My new paradigm for securities regulations is to empower outside lawyers, with a vote by the commissioners, with the ability to investigate securities and commodities firm, prosecute violators and pocket the fines imposed. I am working on this with the community reporting news site, Spot. us. More details here. 

Regulators are always Johnny Come Lately if they arrive at all. The CFTC did not detect the lack of controls over the segregation of client money. Exactly when MF Global clients  need his insight and wisdom the most, the head of the CFTC, Gary Gensler, has withdrawn from any involvement in the case due to his close relationship with the firm's former CEO Jon Corzine, his former boss at Goldman Sachs.  Funny, that close relationship never seemed to be a problem when Corzine was lobbying for what he wanted.

MF Global clients may lose as much as 40% of the capital in their personal accounts. Some of these losses could have prevented if regulators were paying attention,  Many institutional investors, having their ear to the ground, rushed to withdraw their money last week. A money manager in Chicago told the New York Times that his firm, hearing the rumors, pulled out $5 million last week. The CTFC gave sophisticated investors an advantage by not blocking last week's hastily arranged withdrawals. Maybe, the withdrawals can be clawed back like they are in a Ponzi scheme.

Corzine, who should have known better, was using the commodities firm, which was also a registered broker-dealer, as his own private casino. He was making huge bets, leveraged 40 to 1, on European sovereign debt with the firm's money.  If he won, he would become richer. If he lost, he would walk away as he has done.

The Financial Industry Regulatory Authority, a private organization, first raised the alarm about MF Global's risky bet. Then the panic spread. MF Global tried to sell itself to Interactive Brokers but the missing client money precluded a deal. The firm may not have been properly segregating customer money.; It  may have been using the money to shore up their under the water positions.
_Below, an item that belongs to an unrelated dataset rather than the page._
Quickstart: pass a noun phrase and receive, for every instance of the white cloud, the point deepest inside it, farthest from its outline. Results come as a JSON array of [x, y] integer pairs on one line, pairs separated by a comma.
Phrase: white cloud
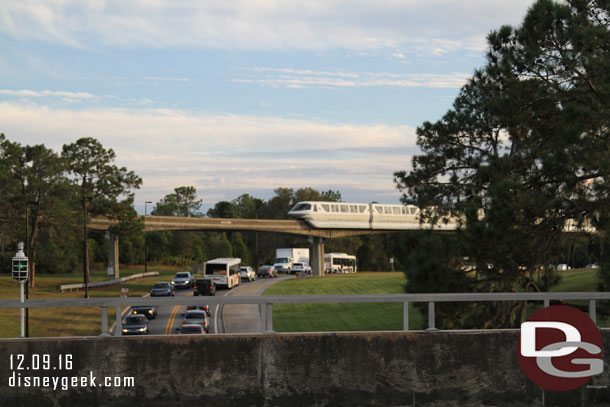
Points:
[[226, 155], [256, 24], [293, 78], [27, 93]]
We might be able to write this off this speculative use of firm money as a one time incident except that Corzine and the CEOs of other commodity firms were lobbying the CTFC  to even further relax the rules surrounding commodity firms' uses of customers' money. Gensler wanted to tighten the rules, but apparently was unable to stand up to the bulldozer that is Corzine. The Republican commissioners were also against more regulation. Gensler isn't perfect. When he served in the Clinton White House, he was against additional regulation of derivatives.

The coziness of Gensler and Corzine may be unseemly but probably had very little effect on the final result. When I was at Wharton, Gensler and his twin brother were the most intelligent and best prepared students in every class I attended. If Gensler was blindsided by Corzine's actions, then probably no one could have seen it. When traders leave Wall Street and become Washington regulators, something appears to happen to them. It must be the brand of cool aid they serve in Washington.

While many treat Elizabeth Warren as a hero for dreaming up the Consumer Financial Protection Bureau, this bureau also would not have prevented the MF Global disaster.  More regulations and regulators are not the answer. Smart people in the private sector must be given tools by which they can protect the consumer. Regulators are not up to the job.

There may be one good thing to come out of the MF Global bankruptcy. While it is a commodity firm and not a bank, the bankruptcy should shore up support for the Volcker Rule, which is meant to curtail speculative investments by the banks.